LAT: With a book like this, you can imagine we did a LOT of research. Even the fake stories are based on a hoax or partial truth, after all, so those required research, too! We relied on a lot of credible webpages, as well as journals, magazines, and newspapers accessed mostly through our library systems’s online databases, and occasionally books and interview.
KC: Are you working on other projects together?
LAT: We’re currently working on the next Two Truth’s and a Lie volume , and there is at least one more in the pipeline after that, so these will be keeping us busy for a while. That is great news because we’ve loved every minute we’ve spent working on these books together. Aside from that, there’s nothing in the works right now, but who knows what the future might hold? I would certainly jump at the chance!
KC: What advice would you give to aspiring kidlit authors?
AJP: I would encourage everyone to pay attention to that voice that pulls off to the side and whispers wild ideas in your ear. You really never know which is that idea that is going to turn out to be larger-than-life, the one you’re willing to follow clear to the end of the rainbow. And sometimes the best ideas are the ones that sound the most unbelievable to begin with (much like many of our true tales in this book! ). Of course, it’s easy for Shiny New Ideas to temps us away from current WIPs–but on the flip-side, being open to the new and the unexpected and the unusual, I think, is the best way to keep your creative energies high, and to keep producing your best work. Push yourself!–You never know what might be around the corner 🙂
LAT: Ha! Here’s where you’ll see our different personalities come through a bit. While Joan goes for wild idea and rainbows (which I so love! Why didn’t I think of that?), the answers that pop into my head are more pragmatic. First, READ: everything you can get your hands on, award winners, outside of your genre and in, for all ages, poetry nonfiction, genre fiction, literary. Study it, analyze it, absorb what you love from each. Second, get a good critique group. My group has been together for almost ten years now, and we’ve gone from being newbies to being published authors. I learn as much from critiquing their work as I do from getting their feedback on my own. I wouldn’t be an author without them.
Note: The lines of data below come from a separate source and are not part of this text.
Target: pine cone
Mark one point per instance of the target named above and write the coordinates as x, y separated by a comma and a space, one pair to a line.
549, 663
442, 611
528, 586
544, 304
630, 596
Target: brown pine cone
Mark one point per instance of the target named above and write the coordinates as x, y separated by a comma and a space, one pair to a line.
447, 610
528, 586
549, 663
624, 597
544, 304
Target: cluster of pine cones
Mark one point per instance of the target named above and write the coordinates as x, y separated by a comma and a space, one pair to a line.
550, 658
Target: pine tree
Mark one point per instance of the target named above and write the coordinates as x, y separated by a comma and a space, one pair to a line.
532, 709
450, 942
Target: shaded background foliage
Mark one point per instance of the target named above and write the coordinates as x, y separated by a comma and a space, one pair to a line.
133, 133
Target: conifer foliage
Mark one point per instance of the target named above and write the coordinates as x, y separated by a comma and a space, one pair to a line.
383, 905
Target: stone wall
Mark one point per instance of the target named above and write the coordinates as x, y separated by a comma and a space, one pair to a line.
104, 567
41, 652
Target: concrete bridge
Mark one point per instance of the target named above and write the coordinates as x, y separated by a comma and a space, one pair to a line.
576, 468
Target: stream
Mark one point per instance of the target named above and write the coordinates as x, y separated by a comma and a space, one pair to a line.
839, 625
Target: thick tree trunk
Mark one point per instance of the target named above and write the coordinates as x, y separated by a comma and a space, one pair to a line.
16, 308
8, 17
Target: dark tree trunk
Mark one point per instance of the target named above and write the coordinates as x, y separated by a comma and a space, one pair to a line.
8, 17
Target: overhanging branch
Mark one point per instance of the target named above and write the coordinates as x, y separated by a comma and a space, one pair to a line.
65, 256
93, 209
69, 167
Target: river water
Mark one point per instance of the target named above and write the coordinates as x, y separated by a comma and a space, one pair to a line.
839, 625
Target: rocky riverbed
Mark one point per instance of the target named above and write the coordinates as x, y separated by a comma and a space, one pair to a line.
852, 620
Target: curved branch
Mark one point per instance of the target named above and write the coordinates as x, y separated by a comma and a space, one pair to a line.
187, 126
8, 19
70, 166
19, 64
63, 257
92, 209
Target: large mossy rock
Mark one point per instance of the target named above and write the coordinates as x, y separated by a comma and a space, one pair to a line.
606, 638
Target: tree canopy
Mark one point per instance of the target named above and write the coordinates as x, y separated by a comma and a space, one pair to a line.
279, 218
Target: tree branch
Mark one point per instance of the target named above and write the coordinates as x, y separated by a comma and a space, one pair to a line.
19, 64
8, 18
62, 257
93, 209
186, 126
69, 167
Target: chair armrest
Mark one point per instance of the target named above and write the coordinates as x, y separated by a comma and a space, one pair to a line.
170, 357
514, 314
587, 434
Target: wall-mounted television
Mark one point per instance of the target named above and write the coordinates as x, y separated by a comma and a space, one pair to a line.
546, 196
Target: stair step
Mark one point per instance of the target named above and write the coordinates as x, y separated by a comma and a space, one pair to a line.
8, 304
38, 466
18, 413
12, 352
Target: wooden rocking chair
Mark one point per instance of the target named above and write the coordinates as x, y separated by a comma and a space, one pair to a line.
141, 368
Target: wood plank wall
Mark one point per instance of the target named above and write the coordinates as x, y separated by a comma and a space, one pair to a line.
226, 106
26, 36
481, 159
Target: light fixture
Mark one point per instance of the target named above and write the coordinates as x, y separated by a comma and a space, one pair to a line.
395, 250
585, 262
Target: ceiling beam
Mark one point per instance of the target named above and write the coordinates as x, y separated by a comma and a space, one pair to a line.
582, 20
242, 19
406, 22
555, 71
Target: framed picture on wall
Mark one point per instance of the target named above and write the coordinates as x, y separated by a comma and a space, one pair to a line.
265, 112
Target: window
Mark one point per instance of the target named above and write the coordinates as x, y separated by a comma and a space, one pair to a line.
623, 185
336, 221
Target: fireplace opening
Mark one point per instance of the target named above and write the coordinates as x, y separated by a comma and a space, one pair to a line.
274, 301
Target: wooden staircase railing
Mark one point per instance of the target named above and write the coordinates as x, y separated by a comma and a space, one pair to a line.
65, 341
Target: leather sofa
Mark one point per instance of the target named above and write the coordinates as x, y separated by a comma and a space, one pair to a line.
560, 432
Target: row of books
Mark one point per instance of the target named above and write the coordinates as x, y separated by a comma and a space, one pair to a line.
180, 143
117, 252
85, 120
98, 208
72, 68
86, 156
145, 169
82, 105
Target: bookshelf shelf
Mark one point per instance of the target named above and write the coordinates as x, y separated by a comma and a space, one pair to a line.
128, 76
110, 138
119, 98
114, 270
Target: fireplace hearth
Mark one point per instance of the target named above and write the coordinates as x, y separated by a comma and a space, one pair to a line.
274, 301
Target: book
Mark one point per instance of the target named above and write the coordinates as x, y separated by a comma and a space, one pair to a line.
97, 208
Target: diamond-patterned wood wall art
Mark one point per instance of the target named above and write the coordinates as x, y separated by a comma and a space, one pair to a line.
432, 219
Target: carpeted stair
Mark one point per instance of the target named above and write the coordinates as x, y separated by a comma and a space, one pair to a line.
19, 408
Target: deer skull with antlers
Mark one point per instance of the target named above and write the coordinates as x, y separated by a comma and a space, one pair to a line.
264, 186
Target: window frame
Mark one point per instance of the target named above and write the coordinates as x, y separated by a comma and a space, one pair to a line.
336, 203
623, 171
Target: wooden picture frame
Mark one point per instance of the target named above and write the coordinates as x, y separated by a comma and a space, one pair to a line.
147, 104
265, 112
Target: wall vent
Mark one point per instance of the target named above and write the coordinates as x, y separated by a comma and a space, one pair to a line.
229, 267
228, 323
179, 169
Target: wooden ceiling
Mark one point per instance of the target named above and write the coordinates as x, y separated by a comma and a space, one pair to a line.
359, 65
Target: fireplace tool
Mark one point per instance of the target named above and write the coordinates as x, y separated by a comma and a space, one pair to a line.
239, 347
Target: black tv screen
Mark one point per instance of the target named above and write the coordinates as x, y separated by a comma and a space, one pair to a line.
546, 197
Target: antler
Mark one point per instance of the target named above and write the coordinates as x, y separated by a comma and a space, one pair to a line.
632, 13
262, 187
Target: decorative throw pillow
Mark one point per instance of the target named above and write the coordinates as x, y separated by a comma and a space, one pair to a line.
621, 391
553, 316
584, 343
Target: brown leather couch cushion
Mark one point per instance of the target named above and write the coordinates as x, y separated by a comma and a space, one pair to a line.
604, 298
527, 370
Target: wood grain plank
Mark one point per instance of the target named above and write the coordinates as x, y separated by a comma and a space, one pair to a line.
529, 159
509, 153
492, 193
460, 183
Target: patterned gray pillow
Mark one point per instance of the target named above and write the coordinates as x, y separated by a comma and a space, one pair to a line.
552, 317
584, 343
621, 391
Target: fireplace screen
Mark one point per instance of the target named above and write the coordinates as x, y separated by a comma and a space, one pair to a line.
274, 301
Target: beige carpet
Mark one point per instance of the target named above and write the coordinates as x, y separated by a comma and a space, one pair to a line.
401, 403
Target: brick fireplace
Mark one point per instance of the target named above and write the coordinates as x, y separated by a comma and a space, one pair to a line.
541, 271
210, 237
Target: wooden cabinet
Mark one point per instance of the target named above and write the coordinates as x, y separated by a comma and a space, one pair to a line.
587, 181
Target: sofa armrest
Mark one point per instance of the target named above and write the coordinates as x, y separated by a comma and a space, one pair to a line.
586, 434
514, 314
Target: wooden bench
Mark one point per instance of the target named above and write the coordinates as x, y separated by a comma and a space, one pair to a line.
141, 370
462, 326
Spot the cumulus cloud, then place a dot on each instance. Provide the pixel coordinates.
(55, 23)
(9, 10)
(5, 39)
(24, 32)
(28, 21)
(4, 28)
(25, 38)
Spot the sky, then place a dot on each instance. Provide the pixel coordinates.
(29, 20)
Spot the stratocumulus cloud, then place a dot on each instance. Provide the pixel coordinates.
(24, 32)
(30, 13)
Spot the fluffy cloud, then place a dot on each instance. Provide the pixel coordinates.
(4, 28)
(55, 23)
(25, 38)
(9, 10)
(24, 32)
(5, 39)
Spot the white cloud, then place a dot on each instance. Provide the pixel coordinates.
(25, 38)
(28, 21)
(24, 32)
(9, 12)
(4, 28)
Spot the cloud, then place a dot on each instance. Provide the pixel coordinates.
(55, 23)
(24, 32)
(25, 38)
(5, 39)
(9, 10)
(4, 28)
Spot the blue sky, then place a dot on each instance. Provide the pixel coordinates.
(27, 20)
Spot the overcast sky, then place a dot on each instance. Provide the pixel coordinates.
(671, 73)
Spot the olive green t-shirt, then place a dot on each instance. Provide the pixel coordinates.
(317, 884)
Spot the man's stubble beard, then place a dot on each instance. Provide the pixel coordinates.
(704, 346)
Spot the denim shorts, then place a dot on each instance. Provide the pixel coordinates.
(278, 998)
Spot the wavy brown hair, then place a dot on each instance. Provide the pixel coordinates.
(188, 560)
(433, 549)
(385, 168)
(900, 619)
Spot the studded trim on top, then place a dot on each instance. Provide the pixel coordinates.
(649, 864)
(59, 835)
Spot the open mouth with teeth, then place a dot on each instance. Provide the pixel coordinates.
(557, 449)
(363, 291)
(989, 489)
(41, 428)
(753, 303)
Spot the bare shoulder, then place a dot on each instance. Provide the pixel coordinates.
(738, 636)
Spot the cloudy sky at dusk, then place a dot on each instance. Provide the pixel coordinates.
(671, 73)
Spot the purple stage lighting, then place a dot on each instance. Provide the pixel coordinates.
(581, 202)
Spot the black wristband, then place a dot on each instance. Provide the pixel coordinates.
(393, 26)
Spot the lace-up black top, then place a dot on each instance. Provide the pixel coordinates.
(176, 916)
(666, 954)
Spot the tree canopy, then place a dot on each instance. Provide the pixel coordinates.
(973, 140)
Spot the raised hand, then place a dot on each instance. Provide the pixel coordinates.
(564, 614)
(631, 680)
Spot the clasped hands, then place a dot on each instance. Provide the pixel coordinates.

Thank You Ammi-Joan and Laurie! I can’t wait to read the next volumes in the TWO TRUTHS AND A LIE series!
Ammi-Joan Paquette has traveled to twenty-four countries, has the ability to wake herself up at a given time without an alarm clock, and once climbed Mt. Everest. (Not all of these are true!) Joan is the author of the novels Rules for Ghosting, Paradox, and Nowhere Girl, as well as the picture books Petey and Pru and the Hullabaloo, Ghost in the House, The Tiptoe Guide to Tracking Mermaids, and The Tiptoe Guide to Tracking Fairies. She lives outside Boston, Massachusetts, where she balances her own writing and her day job as a literary agent. You can visit her online at www.ajpaquette.com.
Laurie Ann Thompson has ridden a pig, gotten stuck in an elevator overnight, and jumped out of a perfectly good airplane. (One of these facts is not true; can you guess which?) She is the author of Be a Changemaker: How to Start Something That Matters, My Dog Is the Best, and Emmanuel’s Dream, a picture book biography about Emmanuel Ofosu Yeboah, which was the recipient of the Schneider Family Book Award and was named an ALA Notable Book, a CCBC Choice, and a Bank Street College Best Book of the Year, among dozens of other accolades. She lives outside Seattle with her family. You can visit her online at www.lauriethompson.com.